Lord President—The probability is that the estate left by the spouses was originally entirely estate of the husband. At all events, as there was admittedly no marriage-contract or settlement of any kind, I think it must be taken that the estate was his jure mariti. What the spouses did was to deal with the entire estate in this way:—It is to go, in the first place, to the survivor in fee; there is no limitation, and failing the survivor there is a substitution in favour of the “nearest in kin of us”—the two spouses—equally. That substitution is effectual, and could not be defeated by either of the two spouses after the death of the other, because it is matter of contract, and the reservation of the power to alter is to both spouses jointly.

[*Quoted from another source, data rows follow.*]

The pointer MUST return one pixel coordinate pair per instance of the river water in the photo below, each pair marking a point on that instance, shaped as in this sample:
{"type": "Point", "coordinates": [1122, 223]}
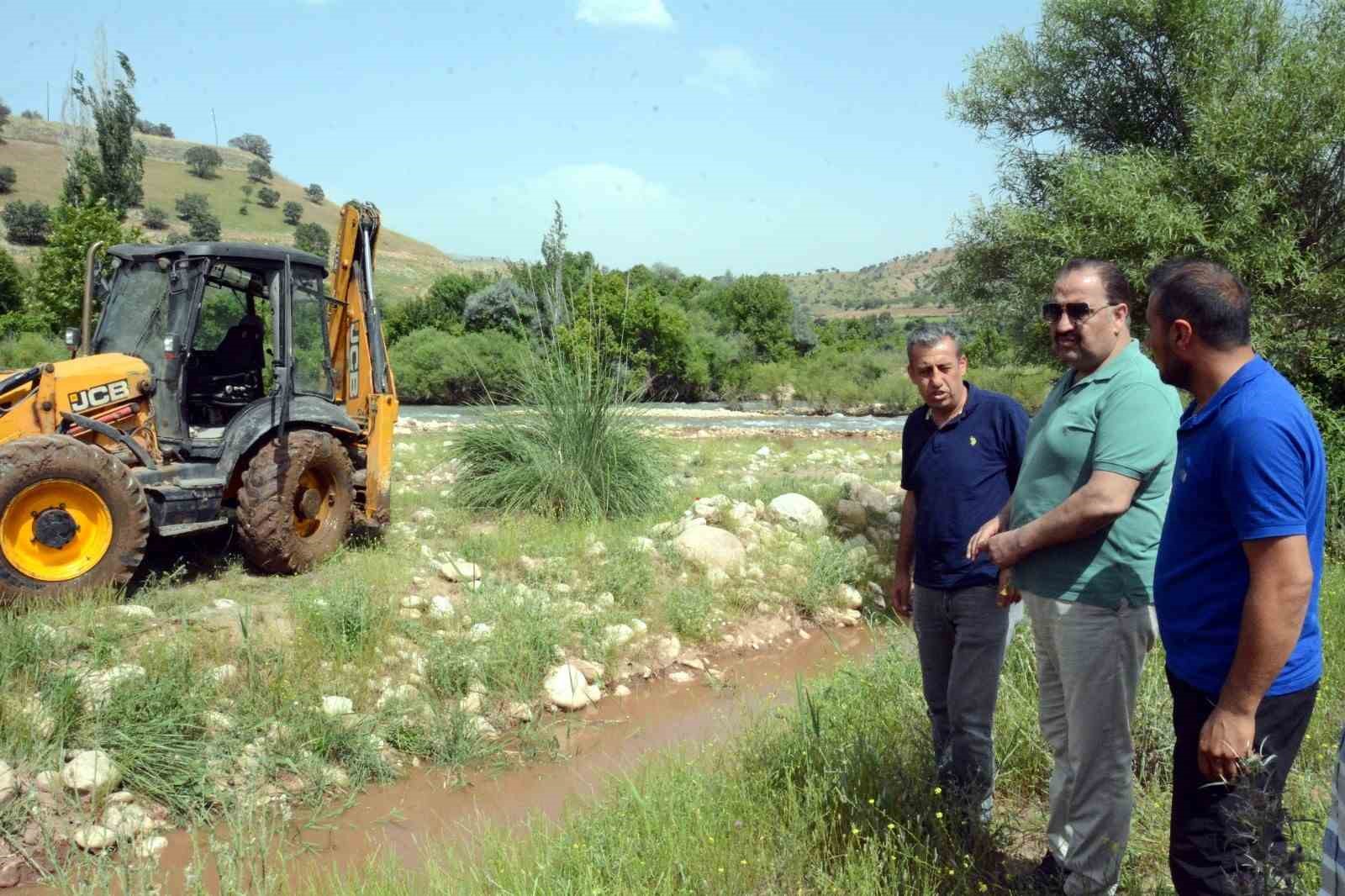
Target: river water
{"type": "Point", "coordinates": [690, 416]}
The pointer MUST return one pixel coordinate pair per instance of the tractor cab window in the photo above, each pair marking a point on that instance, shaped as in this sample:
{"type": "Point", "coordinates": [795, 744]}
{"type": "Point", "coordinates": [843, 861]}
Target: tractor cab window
{"type": "Point", "coordinates": [226, 366]}
{"type": "Point", "coordinates": [313, 356]}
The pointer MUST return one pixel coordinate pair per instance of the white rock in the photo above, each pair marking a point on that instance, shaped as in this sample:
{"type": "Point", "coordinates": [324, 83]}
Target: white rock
{"type": "Point", "coordinates": [151, 846]}
{"type": "Point", "coordinates": [798, 510]}
{"type": "Point", "coordinates": [567, 688]}
{"type": "Point", "coordinates": [618, 635]}
{"type": "Point", "coordinates": [94, 837]}
{"type": "Point", "coordinates": [461, 571]}
{"type": "Point", "coordinates": [667, 649]}
{"type": "Point", "coordinates": [136, 611]}
{"type": "Point", "coordinates": [851, 596]}
{"type": "Point", "coordinates": [712, 548]}
{"type": "Point", "coordinates": [334, 705]}
{"type": "Point", "coordinates": [222, 673]}
{"type": "Point", "coordinates": [8, 783]}
{"type": "Point", "coordinates": [98, 687]}
{"type": "Point", "coordinates": [91, 771]}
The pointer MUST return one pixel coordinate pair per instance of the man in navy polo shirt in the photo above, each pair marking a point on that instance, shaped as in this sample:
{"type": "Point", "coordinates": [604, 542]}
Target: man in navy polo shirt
{"type": "Point", "coordinates": [1239, 568]}
{"type": "Point", "coordinates": [959, 461]}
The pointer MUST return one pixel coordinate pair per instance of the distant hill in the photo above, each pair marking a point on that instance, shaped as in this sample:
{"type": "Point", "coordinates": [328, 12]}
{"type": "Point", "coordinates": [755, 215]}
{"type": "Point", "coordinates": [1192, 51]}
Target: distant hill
{"type": "Point", "coordinates": [33, 148]}
{"type": "Point", "coordinates": [900, 286]}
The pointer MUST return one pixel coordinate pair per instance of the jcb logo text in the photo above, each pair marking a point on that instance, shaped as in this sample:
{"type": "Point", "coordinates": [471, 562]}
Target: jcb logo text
{"type": "Point", "coordinates": [100, 396]}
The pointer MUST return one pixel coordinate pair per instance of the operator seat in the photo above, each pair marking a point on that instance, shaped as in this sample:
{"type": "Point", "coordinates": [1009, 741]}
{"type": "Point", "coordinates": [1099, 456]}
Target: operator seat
{"type": "Point", "coordinates": [242, 349]}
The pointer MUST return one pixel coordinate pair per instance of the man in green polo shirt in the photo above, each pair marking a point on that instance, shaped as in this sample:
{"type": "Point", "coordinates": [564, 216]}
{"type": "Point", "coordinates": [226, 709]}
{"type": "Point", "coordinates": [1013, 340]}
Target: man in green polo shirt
{"type": "Point", "coordinates": [1079, 539]}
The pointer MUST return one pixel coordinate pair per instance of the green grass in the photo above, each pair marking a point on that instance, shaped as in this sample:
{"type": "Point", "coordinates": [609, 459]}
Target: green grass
{"type": "Point", "coordinates": [838, 797]}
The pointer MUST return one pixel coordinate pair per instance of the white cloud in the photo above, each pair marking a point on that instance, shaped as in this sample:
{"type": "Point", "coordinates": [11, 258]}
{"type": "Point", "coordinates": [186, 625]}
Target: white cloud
{"type": "Point", "coordinates": [598, 185]}
{"type": "Point", "coordinates": [726, 69]}
{"type": "Point", "coordinates": [643, 13]}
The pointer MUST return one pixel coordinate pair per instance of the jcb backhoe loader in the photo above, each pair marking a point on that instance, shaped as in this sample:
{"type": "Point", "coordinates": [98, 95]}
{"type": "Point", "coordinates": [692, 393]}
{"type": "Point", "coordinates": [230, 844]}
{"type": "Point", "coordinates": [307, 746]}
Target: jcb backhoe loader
{"type": "Point", "coordinates": [225, 385]}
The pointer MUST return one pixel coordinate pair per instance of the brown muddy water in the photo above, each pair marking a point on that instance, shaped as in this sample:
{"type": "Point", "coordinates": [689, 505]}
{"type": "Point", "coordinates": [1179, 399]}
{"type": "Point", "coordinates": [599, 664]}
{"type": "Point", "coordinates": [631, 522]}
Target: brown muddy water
{"type": "Point", "coordinates": [430, 811]}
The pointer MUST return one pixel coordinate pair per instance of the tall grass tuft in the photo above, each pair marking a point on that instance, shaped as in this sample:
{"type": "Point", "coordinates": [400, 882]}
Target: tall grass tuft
{"type": "Point", "coordinates": [580, 447]}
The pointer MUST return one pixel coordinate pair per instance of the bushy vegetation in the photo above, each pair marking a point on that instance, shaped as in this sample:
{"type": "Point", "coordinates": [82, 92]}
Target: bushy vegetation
{"type": "Point", "coordinates": [255, 145]}
{"type": "Point", "coordinates": [313, 237]}
{"type": "Point", "coordinates": [1168, 120]}
{"type": "Point", "coordinates": [27, 224]}
{"type": "Point", "coordinates": [203, 161]}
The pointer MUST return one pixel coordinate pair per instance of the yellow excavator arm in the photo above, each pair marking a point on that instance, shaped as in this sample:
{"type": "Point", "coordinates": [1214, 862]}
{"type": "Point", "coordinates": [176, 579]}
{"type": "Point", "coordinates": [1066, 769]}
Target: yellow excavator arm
{"type": "Point", "coordinates": [358, 353]}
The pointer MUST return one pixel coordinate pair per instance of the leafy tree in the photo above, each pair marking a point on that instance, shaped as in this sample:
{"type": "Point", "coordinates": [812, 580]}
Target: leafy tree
{"type": "Point", "coordinates": [192, 205]}
{"type": "Point", "coordinates": [119, 168]}
{"type": "Point", "coordinates": [205, 226]}
{"type": "Point", "coordinates": [27, 224]}
{"type": "Point", "coordinates": [11, 284]}
{"type": "Point", "coordinates": [313, 237]}
{"type": "Point", "coordinates": [155, 219]}
{"type": "Point", "coordinates": [441, 307]}
{"type": "Point", "coordinates": [203, 161]}
{"type": "Point", "coordinates": [58, 280]}
{"type": "Point", "coordinates": [760, 309]}
{"type": "Point", "coordinates": [1168, 127]}
{"type": "Point", "coordinates": [255, 145]}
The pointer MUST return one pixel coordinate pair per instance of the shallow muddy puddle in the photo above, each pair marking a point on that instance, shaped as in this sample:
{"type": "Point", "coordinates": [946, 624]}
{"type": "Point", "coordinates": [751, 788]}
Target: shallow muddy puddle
{"type": "Point", "coordinates": [432, 810]}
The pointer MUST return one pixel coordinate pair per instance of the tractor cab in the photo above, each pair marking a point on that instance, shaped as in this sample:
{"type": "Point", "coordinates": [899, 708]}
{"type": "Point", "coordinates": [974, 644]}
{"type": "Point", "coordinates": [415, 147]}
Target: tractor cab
{"type": "Point", "coordinates": [222, 327]}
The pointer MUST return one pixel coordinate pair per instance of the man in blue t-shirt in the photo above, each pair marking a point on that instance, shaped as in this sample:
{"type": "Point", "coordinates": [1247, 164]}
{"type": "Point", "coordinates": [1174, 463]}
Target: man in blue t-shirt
{"type": "Point", "coordinates": [959, 461]}
{"type": "Point", "coordinates": [1239, 569]}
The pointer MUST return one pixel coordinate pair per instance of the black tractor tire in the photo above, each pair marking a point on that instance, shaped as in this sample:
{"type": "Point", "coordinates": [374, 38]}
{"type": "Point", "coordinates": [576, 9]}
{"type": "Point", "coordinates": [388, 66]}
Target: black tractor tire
{"type": "Point", "coordinates": [295, 503]}
{"type": "Point", "coordinates": [53, 463]}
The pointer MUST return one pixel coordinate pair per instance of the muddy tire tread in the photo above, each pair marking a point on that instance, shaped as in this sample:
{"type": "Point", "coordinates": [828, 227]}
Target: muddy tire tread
{"type": "Point", "coordinates": [33, 458]}
{"type": "Point", "coordinates": [266, 510]}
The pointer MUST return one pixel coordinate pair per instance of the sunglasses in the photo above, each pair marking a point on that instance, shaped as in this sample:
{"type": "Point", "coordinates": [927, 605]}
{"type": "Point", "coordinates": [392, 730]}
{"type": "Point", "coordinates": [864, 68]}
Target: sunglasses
{"type": "Point", "coordinates": [1078, 311]}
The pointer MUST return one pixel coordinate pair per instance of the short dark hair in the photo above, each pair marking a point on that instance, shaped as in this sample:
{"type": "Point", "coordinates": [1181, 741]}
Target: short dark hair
{"type": "Point", "coordinates": [1114, 282]}
{"type": "Point", "coordinates": [931, 334]}
{"type": "Point", "coordinates": [1205, 295]}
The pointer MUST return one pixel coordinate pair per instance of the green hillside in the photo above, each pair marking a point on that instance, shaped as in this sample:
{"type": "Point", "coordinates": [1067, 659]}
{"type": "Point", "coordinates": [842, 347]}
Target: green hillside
{"type": "Point", "coordinates": [899, 286]}
{"type": "Point", "coordinates": [33, 148]}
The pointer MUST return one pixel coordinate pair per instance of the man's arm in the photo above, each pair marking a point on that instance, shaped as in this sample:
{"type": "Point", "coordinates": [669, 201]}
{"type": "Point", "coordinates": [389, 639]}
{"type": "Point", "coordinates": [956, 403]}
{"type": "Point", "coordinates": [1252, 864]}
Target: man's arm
{"type": "Point", "coordinates": [905, 555]}
{"type": "Point", "coordinates": [1096, 505]}
{"type": "Point", "coordinates": [1273, 619]}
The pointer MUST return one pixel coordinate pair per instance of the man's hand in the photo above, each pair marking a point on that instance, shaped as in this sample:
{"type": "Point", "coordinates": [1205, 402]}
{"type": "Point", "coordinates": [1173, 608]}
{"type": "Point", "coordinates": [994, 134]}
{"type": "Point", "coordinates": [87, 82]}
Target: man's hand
{"type": "Point", "coordinates": [1008, 593]}
{"type": "Point", "coordinates": [1006, 549]}
{"type": "Point", "coordinates": [900, 596]}
{"type": "Point", "coordinates": [978, 542]}
{"type": "Point", "coordinates": [1226, 739]}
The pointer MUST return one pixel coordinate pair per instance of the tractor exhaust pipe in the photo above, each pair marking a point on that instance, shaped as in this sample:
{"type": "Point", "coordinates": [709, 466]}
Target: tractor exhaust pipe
{"type": "Point", "coordinates": [87, 322]}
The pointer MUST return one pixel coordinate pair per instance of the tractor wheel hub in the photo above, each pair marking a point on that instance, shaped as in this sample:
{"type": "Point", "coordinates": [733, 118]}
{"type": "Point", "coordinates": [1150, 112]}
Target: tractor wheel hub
{"type": "Point", "coordinates": [54, 528]}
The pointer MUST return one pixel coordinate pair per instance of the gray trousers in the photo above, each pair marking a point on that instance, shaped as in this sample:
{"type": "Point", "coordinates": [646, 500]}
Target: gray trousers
{"type": "Point", "coordinates": [962, 638]}
{"type": "Point", "coordinates": [1089, 662]}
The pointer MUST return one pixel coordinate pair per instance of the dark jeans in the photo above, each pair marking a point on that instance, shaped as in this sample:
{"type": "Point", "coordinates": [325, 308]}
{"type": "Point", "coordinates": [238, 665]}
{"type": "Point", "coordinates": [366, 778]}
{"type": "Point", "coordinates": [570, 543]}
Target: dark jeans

The words which we have to construe are “the nearest in kin of us.” Following upon these words are the words “the said David Wilson and Isabel Wood” equally, but I do not see that the

Page: 653

mention of these names makes any difference. I Now, I cannot help thinking that the spouses were dealing with the nearest of kin of the spouses as constituting one class. It is said to be strange that persons wholly unconnected should make a class in a settlement of this kind. But I see nothing startling in that. A husband and wife, with no children of their own, very often look on the nearest relations of the spouses on both sides as having claims upon them, and as being in fact members of their family. It rather appears to me that that is the spirit which we find expressed in this deed—“We will just leave our whole estate to all our next-of-kin, yours as well as mine.” I cannot construe the deed in any other way. And this view—that one class was intended, and an equal division among the members of that class—is supported by the clause nominating an executor. It is quite plain that there was a confusion of ideas. The survivor was to be executor of the predeceasing spouse, and when he died the nearest of kin were to be his or her executor. The cause of this blunder was an attempt to put two sentences into one. What was meant was this—“We nominate and appoint the survivor to be executor of the party predeceasing, and on the death of the survivor we appoint the next-of-kin to be executors.” That is to say, when the last deceasing spouse dies, the executors are to be the next-of-kin of the spouses. That cannot be the next-of-kin of one of the spouses, nor one individual of each class of the next-of-kin. Neither of those constructions will do. So no construction of the expression next-of-kin in that clause will do which excludes the next-of-kin of husband and wife from being executors. But if all the next-of-kin are to come in as executors, that raises a strong presumption in favour of the same construction in the dispositive clause. I think the result is that it is impossible to extract anything in support of the contention that there is to be a division between two sets of next-of-kin who are in no way divided in the deed.

Lords Mure, Shand, and Adam concurred.

The Court answered the question by finding that the nearest in kin of both spouses were to be treated as one class, and that the succession was to be divided equally among the individuals of that class.

Counsel:

Counsel for the First Party— Pearson—Guthrie. Agents— H. & H. Tod, W.S.

Counsel for the Second Parties— Comrie Thomson—A. J. Young. Agents— Welsh & Forbes, S.S.C.